The quantitative values of the SD along the depth calculated according to (1) for the control and the treated blood were determined and are plotted in Fig. 3 for HCT of 40% (Fig. 3a) and HCT of 55% (Fig. 3b) at a shear rate of 60 s−1. For the nonaggregated blood at HCTs of 40% or 55%, the upper lines of the SD profiles in Figs. 3a and 3b show that the velocity fluctuations vary with radial position in the glass tube. A higher SD is found near the center of the tube where the shear rate is minimal for the flow. The decrease in the SD in the center of the tube could be the result of a decrease in the variability in instantaneous cellular velocity due to changes in the size of scatterers associated with RBC aggregation. When aggregates migrate to the center of the tube, particle size will be greater in the center of the tube than near the tube wall.4
The centerline SD values were calculated for each of the RBCs flowing at a shear rate of 60 s−1 and are shown in Fig. 4. The mean values of 74.6 ± 2.8 for the control group at a HCT of 40% is significantly (p < 0.01) higher than the values for the aggregated blood induced by dextran from 0.5% to 2%. The addition of dextran decreases the SD by around 40%, indicating the velocity variation in the aggregated blood is reduced. This finding is consistent with the in vivo work5 that the magnitude of the velocity variations in dextran-treated blood is less than that in the nonaggregating blood. It is most likely that RBCs residing in aggregates could be both shielded from interactions with surrounding cells and also hindered in their movements or the magnitude of particle movements is decreased when the particle diameter increases.
It is known that dextran-induced aggregation is higher at higher concentrations up to an optimum concentration.20 We noted that there is no significant difference the SD values between the samples with dextran at concentrations of 0.5–2%. Because dextran 500 used in our experiment, which has a very high molecular weight, is a strong aggregation inducer producing large aggregates after the concentration over 0.5%,5,19 it seems that the variance cannot distinguish the size difference between the samples with dextran at concentrations of 0.5–2% after the aggregates exceeding a certain size, i.e., the SD value rapidly drops down to around 45°. Further improvement of the signal-to-noise ratio of the SD-D-OCT system may be helpful to address the issue.
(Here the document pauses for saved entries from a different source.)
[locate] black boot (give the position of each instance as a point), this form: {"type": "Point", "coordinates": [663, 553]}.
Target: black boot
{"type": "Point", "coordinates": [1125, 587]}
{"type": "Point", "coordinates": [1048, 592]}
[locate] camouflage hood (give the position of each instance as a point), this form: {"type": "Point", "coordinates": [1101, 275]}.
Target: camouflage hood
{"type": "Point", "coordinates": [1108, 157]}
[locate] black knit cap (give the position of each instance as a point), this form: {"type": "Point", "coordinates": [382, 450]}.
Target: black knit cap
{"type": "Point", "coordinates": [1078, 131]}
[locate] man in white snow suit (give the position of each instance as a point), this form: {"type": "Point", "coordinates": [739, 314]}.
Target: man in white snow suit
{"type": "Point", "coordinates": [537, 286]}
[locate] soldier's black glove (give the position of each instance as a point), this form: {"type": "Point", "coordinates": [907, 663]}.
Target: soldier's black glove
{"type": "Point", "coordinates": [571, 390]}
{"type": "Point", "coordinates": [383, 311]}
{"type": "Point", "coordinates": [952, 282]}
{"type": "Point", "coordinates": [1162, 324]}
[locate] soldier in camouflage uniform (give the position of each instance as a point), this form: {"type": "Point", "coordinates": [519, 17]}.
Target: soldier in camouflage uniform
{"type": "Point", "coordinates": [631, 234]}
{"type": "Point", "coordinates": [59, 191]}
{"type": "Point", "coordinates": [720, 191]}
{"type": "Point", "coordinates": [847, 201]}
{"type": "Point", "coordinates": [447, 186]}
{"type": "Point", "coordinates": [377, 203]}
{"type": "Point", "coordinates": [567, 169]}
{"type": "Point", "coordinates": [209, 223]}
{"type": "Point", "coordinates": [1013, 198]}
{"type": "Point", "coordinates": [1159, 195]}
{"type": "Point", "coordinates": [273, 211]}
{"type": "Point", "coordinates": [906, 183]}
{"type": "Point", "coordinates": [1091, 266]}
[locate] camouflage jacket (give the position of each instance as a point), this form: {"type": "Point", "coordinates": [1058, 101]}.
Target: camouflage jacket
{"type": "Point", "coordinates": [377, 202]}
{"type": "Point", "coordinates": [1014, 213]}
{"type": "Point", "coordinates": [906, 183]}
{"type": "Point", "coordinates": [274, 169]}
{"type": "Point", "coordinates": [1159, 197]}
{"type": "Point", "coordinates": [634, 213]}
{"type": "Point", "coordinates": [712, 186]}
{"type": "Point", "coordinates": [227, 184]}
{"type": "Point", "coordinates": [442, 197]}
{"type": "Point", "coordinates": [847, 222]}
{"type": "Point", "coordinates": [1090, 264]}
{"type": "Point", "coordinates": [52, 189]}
Nevertheless, dextran is only used to demonstrate the method and dextran 500 at 0.6% is widely used to induce RBC aggregation in the range for healthy humans.5,19 Studies on mimicking the in vivo situation with fibrinogen at the measured concentrations and blood samples from patients that the actual aggregation is assessed are under way to develop a quantitative method rather than the current qualitative method.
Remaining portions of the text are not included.